What do you get when you combine a hollowed-out gourd, a bombilla (or straw), a mix of leaves and twigs steeped in hot water and a couple of amigos? Well, the ultimate mate drinking experience, of course! For those of you who don’t already know, mate, also known as yerba mate, is a traditional drink consumed in South America, particularly Argentina, Uruguay, Paraguay and the southern states of Brazil, and to a smaller degree in the south of Chile and the Chaco region of Bolivia. In these regions you can observe natives slurping the pungent tea-like concoction in practically any setting, whether it be during daily commutes, with friends at the park on a sunny day, or during break time with classmates and work colleagues. Just about as ubiquitous as coffee—and packing just about as much caffeine—mate isn’t just a drink, it’s truly a cultural bastion in its own right, bringing people together to share in quality conversation and a satisfying communal beverage.

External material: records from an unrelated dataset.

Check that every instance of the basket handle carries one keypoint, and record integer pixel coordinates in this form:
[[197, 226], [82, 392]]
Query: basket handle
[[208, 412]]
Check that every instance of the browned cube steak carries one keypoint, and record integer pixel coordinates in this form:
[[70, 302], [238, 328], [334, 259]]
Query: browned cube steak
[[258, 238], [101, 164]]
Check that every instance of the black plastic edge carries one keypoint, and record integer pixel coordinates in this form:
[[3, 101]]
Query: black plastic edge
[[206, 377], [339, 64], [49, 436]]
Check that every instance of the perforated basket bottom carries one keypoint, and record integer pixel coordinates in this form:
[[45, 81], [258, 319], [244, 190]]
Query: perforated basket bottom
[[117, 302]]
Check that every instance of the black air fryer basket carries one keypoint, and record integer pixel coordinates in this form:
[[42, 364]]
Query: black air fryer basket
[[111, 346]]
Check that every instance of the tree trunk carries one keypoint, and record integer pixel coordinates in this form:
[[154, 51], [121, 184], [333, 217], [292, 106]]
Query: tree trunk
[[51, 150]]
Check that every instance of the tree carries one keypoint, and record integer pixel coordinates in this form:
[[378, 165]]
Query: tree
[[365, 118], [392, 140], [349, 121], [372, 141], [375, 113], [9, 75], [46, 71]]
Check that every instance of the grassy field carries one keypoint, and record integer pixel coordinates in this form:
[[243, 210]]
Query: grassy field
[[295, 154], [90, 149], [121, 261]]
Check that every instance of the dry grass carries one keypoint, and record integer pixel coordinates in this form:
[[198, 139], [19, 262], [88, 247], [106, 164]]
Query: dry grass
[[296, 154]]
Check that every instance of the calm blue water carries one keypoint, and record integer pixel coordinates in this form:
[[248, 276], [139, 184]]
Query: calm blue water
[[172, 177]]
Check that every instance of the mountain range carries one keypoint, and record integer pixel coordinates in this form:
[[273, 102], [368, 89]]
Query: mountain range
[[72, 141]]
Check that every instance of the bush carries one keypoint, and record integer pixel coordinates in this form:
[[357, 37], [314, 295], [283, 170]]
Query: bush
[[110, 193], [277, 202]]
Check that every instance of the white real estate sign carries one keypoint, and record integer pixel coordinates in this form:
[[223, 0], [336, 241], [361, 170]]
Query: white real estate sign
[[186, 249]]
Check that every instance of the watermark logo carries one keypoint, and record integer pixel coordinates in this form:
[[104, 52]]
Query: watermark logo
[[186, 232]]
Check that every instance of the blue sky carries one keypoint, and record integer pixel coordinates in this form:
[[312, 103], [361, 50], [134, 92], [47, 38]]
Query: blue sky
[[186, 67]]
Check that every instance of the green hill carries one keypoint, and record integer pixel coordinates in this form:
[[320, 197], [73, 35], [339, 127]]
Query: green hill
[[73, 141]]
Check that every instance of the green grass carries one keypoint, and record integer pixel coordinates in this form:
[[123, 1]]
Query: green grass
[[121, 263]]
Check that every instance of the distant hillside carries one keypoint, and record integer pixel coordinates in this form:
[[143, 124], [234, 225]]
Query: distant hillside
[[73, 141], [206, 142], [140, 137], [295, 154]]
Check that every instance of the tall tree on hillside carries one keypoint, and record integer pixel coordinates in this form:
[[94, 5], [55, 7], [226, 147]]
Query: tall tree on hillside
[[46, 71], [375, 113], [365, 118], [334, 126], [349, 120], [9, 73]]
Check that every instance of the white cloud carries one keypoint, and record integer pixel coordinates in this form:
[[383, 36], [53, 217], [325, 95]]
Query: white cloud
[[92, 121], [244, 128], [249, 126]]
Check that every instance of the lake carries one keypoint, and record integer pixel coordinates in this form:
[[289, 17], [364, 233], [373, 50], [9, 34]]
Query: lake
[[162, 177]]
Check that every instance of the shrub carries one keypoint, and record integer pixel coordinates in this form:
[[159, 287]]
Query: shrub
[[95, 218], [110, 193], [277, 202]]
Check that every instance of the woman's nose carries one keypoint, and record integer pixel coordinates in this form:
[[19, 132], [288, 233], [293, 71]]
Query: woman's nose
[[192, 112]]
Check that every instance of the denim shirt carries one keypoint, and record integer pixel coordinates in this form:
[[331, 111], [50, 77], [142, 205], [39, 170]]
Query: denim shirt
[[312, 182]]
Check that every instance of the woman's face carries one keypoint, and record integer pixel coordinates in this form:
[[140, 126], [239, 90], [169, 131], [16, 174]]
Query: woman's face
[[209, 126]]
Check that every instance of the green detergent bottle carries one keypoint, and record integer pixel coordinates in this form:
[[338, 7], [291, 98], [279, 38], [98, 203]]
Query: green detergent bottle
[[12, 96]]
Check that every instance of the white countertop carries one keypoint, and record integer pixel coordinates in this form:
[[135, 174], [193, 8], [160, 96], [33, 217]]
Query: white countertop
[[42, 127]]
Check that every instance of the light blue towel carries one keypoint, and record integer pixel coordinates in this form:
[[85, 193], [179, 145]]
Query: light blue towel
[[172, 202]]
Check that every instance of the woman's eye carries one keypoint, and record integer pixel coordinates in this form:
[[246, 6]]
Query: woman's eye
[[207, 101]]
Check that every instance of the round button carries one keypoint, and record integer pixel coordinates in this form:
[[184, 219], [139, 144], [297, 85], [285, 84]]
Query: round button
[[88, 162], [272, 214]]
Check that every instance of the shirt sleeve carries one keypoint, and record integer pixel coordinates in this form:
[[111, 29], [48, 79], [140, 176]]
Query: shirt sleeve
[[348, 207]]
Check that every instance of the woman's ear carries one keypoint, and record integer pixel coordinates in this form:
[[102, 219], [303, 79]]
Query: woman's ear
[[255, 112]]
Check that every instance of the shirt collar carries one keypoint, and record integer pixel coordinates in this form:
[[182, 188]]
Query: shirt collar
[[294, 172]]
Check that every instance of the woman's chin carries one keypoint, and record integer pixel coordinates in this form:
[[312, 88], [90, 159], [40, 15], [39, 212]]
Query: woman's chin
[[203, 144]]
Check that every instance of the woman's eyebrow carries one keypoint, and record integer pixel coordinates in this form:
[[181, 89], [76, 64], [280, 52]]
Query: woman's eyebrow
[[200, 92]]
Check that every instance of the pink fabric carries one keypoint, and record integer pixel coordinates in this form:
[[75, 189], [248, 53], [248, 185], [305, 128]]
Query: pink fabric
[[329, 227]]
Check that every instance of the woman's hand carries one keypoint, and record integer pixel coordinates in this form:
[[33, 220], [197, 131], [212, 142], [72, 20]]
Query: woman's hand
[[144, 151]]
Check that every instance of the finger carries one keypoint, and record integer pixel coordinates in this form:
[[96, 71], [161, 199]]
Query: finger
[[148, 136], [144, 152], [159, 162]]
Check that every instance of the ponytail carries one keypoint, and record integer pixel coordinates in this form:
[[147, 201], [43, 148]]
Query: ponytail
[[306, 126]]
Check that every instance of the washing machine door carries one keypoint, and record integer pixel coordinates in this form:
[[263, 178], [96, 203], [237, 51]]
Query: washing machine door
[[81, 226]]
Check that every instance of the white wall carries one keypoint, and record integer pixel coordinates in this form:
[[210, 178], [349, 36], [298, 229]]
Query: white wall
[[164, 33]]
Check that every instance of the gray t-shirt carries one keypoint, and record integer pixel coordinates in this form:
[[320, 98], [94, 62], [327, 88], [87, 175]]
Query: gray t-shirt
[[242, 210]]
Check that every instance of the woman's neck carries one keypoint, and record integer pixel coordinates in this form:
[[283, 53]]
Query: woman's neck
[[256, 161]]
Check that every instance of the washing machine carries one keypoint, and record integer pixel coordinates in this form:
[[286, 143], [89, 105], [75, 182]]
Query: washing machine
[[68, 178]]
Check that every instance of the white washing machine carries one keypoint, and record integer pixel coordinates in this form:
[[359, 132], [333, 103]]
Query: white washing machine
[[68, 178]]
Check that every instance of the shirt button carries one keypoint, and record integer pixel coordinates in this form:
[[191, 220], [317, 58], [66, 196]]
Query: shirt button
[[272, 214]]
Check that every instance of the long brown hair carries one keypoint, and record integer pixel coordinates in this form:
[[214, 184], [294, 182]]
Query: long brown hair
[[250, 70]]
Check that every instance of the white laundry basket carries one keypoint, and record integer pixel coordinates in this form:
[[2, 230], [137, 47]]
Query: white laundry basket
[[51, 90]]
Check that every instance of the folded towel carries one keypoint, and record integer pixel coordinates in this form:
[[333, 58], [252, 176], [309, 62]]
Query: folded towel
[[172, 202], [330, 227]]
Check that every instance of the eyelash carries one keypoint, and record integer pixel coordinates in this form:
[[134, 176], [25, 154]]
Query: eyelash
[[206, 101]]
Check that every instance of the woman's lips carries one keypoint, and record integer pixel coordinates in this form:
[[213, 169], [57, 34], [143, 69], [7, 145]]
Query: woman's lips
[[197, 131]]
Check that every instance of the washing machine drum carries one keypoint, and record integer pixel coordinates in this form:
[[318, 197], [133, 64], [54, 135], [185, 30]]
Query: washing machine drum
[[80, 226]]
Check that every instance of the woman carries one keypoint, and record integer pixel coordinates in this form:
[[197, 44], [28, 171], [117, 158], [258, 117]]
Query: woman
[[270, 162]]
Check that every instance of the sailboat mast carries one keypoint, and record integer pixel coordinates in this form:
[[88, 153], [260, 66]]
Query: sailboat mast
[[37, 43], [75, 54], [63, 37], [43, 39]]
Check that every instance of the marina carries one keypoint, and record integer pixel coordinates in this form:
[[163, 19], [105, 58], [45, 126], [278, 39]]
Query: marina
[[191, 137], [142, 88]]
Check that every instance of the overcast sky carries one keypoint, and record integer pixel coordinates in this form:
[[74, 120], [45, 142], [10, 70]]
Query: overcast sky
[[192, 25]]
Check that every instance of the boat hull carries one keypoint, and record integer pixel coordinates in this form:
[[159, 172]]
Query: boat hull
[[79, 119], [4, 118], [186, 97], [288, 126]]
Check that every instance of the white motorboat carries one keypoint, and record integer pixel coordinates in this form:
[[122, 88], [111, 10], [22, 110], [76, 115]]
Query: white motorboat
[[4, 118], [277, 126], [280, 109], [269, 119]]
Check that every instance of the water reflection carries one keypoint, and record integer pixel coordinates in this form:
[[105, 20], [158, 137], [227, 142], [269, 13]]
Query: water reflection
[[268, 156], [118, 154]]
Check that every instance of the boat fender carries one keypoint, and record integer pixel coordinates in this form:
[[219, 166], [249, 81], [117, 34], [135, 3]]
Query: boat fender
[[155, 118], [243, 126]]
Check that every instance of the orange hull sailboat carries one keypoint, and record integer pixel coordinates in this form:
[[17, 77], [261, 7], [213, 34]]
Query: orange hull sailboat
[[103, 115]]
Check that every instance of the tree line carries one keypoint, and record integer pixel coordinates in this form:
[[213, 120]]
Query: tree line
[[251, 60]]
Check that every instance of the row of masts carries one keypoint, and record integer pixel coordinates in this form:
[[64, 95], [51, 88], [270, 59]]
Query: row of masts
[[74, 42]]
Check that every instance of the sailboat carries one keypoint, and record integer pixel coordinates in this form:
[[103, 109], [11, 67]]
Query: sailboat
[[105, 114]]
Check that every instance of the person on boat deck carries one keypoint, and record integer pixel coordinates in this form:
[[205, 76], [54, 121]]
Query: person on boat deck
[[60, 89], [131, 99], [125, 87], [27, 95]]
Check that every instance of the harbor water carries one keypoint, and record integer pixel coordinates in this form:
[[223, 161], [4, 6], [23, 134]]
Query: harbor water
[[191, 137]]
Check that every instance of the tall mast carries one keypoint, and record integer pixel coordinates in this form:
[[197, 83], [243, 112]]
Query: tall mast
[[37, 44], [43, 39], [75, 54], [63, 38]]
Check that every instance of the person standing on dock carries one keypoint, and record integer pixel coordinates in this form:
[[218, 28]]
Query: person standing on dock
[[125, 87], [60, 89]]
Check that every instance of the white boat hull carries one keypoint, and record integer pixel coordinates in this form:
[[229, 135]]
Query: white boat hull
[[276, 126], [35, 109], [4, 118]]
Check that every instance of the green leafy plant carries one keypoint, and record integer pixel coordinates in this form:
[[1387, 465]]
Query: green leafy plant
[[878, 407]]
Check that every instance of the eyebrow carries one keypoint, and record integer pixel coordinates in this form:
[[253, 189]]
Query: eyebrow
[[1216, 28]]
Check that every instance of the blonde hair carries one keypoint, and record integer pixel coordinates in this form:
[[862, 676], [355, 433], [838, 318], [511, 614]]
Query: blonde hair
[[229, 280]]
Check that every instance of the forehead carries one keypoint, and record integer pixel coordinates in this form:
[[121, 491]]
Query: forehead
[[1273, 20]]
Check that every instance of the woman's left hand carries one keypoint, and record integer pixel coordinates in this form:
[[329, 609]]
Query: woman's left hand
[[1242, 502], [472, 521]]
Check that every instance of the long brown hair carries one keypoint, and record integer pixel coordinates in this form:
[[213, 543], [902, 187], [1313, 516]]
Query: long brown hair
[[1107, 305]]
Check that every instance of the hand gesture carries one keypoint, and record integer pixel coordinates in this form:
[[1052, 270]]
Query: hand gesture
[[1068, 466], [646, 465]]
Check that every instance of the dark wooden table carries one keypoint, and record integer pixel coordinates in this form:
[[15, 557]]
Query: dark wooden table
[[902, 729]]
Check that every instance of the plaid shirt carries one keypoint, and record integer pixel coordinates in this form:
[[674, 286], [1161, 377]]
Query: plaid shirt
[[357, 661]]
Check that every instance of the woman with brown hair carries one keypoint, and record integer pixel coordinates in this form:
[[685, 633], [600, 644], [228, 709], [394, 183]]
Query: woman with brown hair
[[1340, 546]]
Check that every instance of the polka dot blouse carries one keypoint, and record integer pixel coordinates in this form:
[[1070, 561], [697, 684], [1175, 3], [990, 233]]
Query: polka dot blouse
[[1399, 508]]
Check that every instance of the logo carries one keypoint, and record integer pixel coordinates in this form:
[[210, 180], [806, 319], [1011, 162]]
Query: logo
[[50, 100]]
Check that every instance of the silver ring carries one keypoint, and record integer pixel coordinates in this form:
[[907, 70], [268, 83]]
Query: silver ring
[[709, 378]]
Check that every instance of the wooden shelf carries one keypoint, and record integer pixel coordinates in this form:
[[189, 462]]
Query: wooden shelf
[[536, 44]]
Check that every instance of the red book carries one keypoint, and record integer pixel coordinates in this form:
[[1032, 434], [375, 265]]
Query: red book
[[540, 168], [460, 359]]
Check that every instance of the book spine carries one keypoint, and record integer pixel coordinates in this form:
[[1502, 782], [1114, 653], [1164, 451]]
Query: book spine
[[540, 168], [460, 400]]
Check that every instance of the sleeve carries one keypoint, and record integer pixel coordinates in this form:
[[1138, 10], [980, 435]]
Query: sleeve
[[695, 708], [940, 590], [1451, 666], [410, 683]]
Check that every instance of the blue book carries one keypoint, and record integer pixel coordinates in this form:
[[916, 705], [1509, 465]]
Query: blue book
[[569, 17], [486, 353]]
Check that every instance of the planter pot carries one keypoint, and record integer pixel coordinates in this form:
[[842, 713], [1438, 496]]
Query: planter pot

But where did the name mate come from? Nowadays people will colloquially use the word mate in both Portuguese and Spanish to refer to both the mate plant and beverage alike; however, the word doesn’t actually originate from either language. Mate is in fact a linguistic adaptation of the word mati, which comes from Quechua (the most widely spoken indigenous language in the Americas). In Quechua mati has several meanings that include: herb infusion, gourd, and container for a drink. Interestingly enough though, mate was actually first cultivated and consumed by the indigenous Guaraní and Tupi people of Paraguay and southern Brazil, respectively. As such, mate was actually first known as ka’a, or “herb” in Guaraní, and kõ’gõi in Tupi which can be translated as, “what sustains the being.”
Somewhat bitter and pungent, for many, mate is an acquired taste that takes some getting used to. Despite its bold flavor, today the yerba mate can be prepared in a variety of ways to suit different tastes. The most popular of these preparation methods is either straight-up or with sugar/sweetener combined with scalding-hot water, which regardless of the temperature outside, many thermos-toting drinkers opt for year-round. Other drinkers, however, especially during the warmer months, enjoy a more refreshing spin on the classic beverage, known as tereré (in Spanish) or tererê (in Portuguese). Tereré is consumed cold and usually with a twist of citrus juice (for any of you from the southeastern United States, think a fruit-flavored sweet tea of sorts!). In case you are now anxious to experience mate for yourself, try snagging some in the international aisle at your local organic or specialty grocer today!